De Blasio’s plans for Nixon are not solely contingent upon her winning the Democratic primary. With Cuomo’s strong connections to organized labor, Democratic moderates upstate, and Latinos, ethnic Catholics and Orthodox Jews in New York City’s outer boroughs, it’s highly unlikely that Nixon can beat Cuomo. This explains why de Blasio vigorously worked the phones of the leadership of the Working Families Party (WFP) to secure their endorsement for Nixon. The WFP base was already itching for a more progressive candidate than Cuomo, and now, thanks to de Blasio’s lobbying on her behalf, their party line ensures that Nixon will appear on the final ballot in the general election, regardless of the outcome of the primary. If she can peel away enough progressive voters from Cuomo, there might be enough daylight for a Republican to win. It’s a different strategy, but it will have the same result: Cuomo’s presidential aspirations will come to a screeching halt.

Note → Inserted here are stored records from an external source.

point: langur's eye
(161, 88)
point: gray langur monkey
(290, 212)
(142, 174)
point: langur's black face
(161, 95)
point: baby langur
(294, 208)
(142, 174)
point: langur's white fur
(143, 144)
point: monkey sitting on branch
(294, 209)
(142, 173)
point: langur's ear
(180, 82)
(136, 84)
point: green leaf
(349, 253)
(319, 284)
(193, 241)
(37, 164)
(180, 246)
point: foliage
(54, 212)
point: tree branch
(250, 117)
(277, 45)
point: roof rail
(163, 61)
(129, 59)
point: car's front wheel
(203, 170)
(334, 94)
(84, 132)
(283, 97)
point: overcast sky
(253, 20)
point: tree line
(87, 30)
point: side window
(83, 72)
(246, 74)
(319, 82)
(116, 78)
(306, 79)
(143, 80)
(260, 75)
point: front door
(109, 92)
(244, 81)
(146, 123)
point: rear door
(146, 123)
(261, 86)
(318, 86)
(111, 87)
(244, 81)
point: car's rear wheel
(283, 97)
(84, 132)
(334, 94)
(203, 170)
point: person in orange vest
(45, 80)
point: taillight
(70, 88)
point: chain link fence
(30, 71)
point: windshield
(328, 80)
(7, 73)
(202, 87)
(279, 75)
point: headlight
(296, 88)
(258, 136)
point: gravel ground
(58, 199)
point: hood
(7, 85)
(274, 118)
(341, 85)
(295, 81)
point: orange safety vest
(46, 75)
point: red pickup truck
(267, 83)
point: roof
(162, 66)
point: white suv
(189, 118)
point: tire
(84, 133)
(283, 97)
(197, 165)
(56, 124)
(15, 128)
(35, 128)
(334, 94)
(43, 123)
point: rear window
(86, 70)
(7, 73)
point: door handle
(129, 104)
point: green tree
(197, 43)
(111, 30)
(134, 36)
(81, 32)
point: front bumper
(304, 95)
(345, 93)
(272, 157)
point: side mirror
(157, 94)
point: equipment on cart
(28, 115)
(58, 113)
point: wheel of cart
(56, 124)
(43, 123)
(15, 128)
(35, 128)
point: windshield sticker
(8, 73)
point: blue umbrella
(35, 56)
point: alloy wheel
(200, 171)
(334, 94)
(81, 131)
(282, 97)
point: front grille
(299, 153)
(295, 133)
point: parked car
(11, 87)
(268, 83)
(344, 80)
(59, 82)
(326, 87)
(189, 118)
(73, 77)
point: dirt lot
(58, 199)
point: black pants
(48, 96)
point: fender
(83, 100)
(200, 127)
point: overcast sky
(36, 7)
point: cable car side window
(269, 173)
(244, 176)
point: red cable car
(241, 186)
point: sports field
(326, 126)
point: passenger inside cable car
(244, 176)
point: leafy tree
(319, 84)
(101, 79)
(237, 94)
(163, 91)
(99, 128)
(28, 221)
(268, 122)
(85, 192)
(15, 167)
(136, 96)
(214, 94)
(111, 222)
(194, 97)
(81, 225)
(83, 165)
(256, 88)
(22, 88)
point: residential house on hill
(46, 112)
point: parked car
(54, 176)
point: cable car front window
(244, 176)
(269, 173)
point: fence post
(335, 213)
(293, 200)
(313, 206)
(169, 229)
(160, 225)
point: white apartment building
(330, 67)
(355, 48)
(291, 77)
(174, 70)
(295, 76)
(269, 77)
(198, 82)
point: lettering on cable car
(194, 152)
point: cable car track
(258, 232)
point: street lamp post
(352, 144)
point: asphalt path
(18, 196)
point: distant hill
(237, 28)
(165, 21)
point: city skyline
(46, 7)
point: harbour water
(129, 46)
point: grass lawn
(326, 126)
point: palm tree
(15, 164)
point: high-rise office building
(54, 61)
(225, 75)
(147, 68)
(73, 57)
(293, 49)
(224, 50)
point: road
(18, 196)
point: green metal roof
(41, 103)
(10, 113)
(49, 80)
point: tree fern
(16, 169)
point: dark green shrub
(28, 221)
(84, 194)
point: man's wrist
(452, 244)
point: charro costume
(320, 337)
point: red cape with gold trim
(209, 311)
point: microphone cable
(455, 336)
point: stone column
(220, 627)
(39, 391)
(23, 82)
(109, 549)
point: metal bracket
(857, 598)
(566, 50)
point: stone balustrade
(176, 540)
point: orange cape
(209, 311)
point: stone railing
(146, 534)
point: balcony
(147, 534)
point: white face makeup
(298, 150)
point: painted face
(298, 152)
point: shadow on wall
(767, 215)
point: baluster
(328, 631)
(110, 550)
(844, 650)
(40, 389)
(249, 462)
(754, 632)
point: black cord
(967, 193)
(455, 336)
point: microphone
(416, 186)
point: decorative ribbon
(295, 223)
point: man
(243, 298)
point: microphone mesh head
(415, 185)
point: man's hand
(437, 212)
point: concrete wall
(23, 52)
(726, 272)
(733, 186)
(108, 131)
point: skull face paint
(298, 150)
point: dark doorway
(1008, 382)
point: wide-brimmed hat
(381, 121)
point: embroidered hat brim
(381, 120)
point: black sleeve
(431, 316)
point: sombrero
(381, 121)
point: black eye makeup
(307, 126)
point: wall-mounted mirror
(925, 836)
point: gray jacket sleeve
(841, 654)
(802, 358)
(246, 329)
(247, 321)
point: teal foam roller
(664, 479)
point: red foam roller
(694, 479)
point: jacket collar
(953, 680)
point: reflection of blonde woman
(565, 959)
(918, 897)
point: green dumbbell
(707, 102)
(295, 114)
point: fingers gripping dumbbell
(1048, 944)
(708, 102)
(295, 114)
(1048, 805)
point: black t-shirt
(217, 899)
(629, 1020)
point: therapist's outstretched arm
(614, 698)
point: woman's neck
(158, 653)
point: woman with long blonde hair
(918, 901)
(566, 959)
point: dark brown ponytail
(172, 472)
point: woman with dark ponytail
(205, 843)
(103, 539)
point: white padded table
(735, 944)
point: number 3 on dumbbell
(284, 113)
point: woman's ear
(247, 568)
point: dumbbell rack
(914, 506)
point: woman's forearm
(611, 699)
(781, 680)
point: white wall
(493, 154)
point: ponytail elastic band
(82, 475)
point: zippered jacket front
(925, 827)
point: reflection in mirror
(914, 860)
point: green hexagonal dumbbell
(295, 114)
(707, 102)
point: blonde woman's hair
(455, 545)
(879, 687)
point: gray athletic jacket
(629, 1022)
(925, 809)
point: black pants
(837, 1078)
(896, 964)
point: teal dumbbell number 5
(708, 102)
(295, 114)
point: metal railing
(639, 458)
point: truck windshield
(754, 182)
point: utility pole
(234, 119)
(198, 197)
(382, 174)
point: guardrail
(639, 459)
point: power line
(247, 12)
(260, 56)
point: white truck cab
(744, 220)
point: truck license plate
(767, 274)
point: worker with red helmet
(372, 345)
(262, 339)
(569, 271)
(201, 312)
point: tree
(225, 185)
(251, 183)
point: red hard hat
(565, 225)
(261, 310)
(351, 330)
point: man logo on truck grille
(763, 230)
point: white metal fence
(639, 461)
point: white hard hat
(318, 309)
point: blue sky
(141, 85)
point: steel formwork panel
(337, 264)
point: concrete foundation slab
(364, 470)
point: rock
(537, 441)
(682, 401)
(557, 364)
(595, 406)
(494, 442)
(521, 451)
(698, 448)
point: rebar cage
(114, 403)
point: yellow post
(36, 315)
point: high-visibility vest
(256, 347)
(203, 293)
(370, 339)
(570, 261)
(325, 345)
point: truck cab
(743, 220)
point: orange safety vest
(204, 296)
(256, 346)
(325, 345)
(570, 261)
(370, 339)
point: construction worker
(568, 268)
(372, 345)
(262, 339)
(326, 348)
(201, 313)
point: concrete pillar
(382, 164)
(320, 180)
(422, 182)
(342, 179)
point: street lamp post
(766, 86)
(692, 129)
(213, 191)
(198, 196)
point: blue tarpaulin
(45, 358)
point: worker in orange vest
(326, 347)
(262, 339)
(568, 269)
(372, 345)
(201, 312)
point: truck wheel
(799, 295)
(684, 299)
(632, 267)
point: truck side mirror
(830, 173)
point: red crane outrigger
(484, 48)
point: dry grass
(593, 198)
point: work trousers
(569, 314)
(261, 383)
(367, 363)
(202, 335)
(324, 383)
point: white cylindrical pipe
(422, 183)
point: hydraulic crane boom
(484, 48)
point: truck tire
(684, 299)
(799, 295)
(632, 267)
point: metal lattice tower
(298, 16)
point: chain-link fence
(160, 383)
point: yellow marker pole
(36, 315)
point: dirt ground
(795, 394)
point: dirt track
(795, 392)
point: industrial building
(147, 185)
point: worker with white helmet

So far, despite a huge gap in the polls, Nixon is proving that she can keep her name in the media. With a scorching summer heatwave a few months ahead—and likely another round of massive subway delays as well—there is a chance Nixon will try to close the gap the in the polls by pinning the MTA’s perennial woes on Cuomo.
Regardless of what happens, New Yorkers must never forget that Nixon is an actress playing a role in de Blasio’s “Made in NY” production.
Arick Wierson is a six-time Emmy® Award-winning television executive, filmmaker, and former adviser to former New York City Mayor Michael Bloomberg.